Fig. 13(b) gives the energy consumed by nodes in receive mode. CHs consumed maximum energy in receive mode as it receives all sensed data from corner nodes. Energy consumed by CHs lies between 1.6 to 2 mWh. After CHs, BS consumes maximum energy in receive mode, i.e. 0.9 mWh. Energy consumed by all corner nodes in receive mode is comparatively less. Fig. 14 gives the percentage of time of the nodes in sleep mode. As CHs are continuously receiving and forwarding packets, it cannot be in sleep mode. Similarly BS is also receiving packets that are forwarded by CHs. When nodes are not sensing data, it can remain in sleep mode. Thus only corner nodes stayed in sleep mode.


Percentage of time the nodes are in sleep mode.


Fig. 14.

Percentage of time the nodes are in sleep mode.

6.2. Comparison between BS at the middle and in the front wagon of the train

Fig. 15(a) compares unicast end to end delay of two scenarios, i.e. placing BS at middle wagon of the train and placing BS at front wagon of the train. The scenario with BS at front wagon of the train has high end to end delay (17 seconds), and the scenario with BS at middle wagon has low end to end delay (6 seconds). By considering the factor of end to end delay, scenario with BS at middle is observed well. Fig. 15(b) compares the unicast received throughput of BS at middle and front wagon scenarios. BS at front has fewer throughputs (650 bits/second) whereas BS at middle has high throughput (750 bits/second). Thus scenario with BS at middle can be chosen for optimal data transmission as it has low end to end delay and high throughput.

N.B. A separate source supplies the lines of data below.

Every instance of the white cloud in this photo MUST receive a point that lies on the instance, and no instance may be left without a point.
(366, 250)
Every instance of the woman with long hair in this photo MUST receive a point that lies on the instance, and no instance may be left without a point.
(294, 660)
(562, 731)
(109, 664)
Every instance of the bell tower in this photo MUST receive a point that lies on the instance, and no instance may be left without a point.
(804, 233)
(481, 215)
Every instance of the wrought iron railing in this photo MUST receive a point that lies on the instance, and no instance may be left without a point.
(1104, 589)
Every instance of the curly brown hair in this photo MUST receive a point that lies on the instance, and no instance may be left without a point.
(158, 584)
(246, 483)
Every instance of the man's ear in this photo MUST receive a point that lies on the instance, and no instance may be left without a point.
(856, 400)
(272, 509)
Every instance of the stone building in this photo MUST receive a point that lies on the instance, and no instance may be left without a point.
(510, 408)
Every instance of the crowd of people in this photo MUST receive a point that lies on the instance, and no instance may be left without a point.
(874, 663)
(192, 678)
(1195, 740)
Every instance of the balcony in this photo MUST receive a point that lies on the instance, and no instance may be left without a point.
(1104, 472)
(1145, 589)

(a) Average unicast end to end delay and (b) unicast received throughput.


Fig. 15.

(a) Average unicast end to end delay and (b) unicast received throughput.

7. Conclusion

In this paper, considering traffic load of the application, an energy efficient WSN MAC protocol has been investigated to monitor dynamic behaviors of railway wagons. Effect of mobility on TA-BMA protocol has been observed. Percentage increase in energy consumption on considering mobility is 18.51%. Different scenarios for deploying sensor nodes have been discussed and the best scenario for the system model has been found. Four nodes active and four nodes on sleep state scenario and the scenario in which the node with maximum energy was made CH turned out to be the best scenario. Real time analysis of the system has been examined through QualNet. Plotted different parameters of the scenario were created such as average unicast end to end delay, unicast received throughput, average unicast jitter, number of packets dropped, number of packets dropped due to channel access failure, signals received but with errors, energy consumed in transmit mode, energy consumed in receive mode and percentage of time in sleep mode. Placing BS at the middle wagon of the train is chosen for optimal data transmission as it gives high throughput and low end to end delay.